About the job
Join Arena Intelligence as a Data Scientist
Arena Intelligence stands at the forefront of AI evaluation, offering an open platform that examines how AI models perform in real-world scenarios. Founded by UC Berkeley's SkyLab researchers, our mission is to push the boundaries of AI utility.
Each month, millions engage with Arena Intelligence to assess the performance of pioneering AI systems, using our community's insights to foster transparent, comprehensive, and human-centric model evaluations. Leading enterprises and AI labs depend on our evaluations to gauge real-world reliability, alignment, and impact. Our leaderboards are regarded as the benchmark for AI performance, trusted by industry leaders and influencing global discussions on model reliability and advancement.
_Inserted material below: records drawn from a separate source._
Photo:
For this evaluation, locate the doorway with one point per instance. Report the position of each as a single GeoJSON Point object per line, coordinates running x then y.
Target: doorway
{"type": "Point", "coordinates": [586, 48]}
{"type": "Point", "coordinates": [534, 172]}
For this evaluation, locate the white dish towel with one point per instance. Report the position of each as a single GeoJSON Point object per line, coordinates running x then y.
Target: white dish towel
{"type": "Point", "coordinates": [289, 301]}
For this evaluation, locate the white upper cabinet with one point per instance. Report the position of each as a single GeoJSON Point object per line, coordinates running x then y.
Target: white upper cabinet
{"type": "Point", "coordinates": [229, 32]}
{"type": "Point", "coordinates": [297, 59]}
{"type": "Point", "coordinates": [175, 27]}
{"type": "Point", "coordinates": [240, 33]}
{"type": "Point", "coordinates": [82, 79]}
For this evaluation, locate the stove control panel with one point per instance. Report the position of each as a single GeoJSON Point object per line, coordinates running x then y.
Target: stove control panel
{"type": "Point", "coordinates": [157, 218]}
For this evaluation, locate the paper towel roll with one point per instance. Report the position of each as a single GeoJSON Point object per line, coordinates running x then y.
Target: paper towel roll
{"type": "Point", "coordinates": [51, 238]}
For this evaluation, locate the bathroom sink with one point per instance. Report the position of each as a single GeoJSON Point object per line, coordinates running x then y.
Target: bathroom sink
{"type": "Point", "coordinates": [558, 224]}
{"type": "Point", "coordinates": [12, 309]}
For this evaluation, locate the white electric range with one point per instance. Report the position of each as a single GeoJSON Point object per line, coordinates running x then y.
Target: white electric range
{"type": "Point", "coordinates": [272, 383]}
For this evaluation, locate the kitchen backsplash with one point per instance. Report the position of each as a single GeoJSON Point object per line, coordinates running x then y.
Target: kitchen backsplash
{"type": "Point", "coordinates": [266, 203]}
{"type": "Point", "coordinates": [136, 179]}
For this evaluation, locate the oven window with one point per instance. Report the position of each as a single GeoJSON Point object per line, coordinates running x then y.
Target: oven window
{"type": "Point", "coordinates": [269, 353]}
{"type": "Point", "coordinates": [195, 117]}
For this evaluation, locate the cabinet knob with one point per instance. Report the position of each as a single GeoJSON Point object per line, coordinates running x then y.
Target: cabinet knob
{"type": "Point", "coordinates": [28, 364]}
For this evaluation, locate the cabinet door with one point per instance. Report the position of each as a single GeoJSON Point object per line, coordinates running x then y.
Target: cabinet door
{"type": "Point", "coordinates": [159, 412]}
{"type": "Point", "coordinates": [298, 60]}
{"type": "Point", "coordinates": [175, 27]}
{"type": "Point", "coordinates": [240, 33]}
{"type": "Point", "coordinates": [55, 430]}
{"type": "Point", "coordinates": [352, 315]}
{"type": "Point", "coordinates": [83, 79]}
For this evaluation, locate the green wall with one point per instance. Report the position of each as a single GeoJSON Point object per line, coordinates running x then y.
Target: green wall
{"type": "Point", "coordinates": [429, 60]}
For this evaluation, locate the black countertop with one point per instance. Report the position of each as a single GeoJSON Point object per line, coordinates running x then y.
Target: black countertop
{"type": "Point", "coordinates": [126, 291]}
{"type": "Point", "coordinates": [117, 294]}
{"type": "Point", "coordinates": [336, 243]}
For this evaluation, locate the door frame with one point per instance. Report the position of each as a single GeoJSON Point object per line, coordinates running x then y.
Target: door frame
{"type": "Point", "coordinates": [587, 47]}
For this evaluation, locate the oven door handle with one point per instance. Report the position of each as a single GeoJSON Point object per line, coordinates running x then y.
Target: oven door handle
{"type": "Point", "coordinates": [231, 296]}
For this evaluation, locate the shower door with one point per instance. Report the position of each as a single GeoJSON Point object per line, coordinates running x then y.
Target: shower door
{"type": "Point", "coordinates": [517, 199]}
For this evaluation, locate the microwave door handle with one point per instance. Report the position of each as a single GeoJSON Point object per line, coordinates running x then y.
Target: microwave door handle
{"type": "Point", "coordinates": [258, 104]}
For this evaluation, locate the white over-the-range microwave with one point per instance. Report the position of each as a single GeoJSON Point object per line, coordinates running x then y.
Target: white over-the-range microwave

Our diverse team of researchers, engineers, and builders hail from prestigious institutions such as UC Berkeley, Google, Stanford, DeepMind, and Discord. We prioritize truth, agility, and craftsmanship while fostering an environment that values curiosity and impact over hierarchy. At Arena, skilled individuals from all backgrounds are empowered to excel in their fields, contributing to an atmosphere rich in excellence, energy, and focus.
The Role
As a Data Scientist, you will investigate and interpret the data that fuels millions of AI evaluations weekly. Your responsibilities will include generating and testing hypotheses, identifying causal relationships, and revealing insights that enhance our understanding of frontier model behaviors in practical applications. You will collaborate with machine learning researchers and engineers to design experiments, analyze extensive datasets, and develop statistical frameworks aimed at refining the reliability and interpretability of our AI evaluation systems. Senior-level candidates are preferred for this role.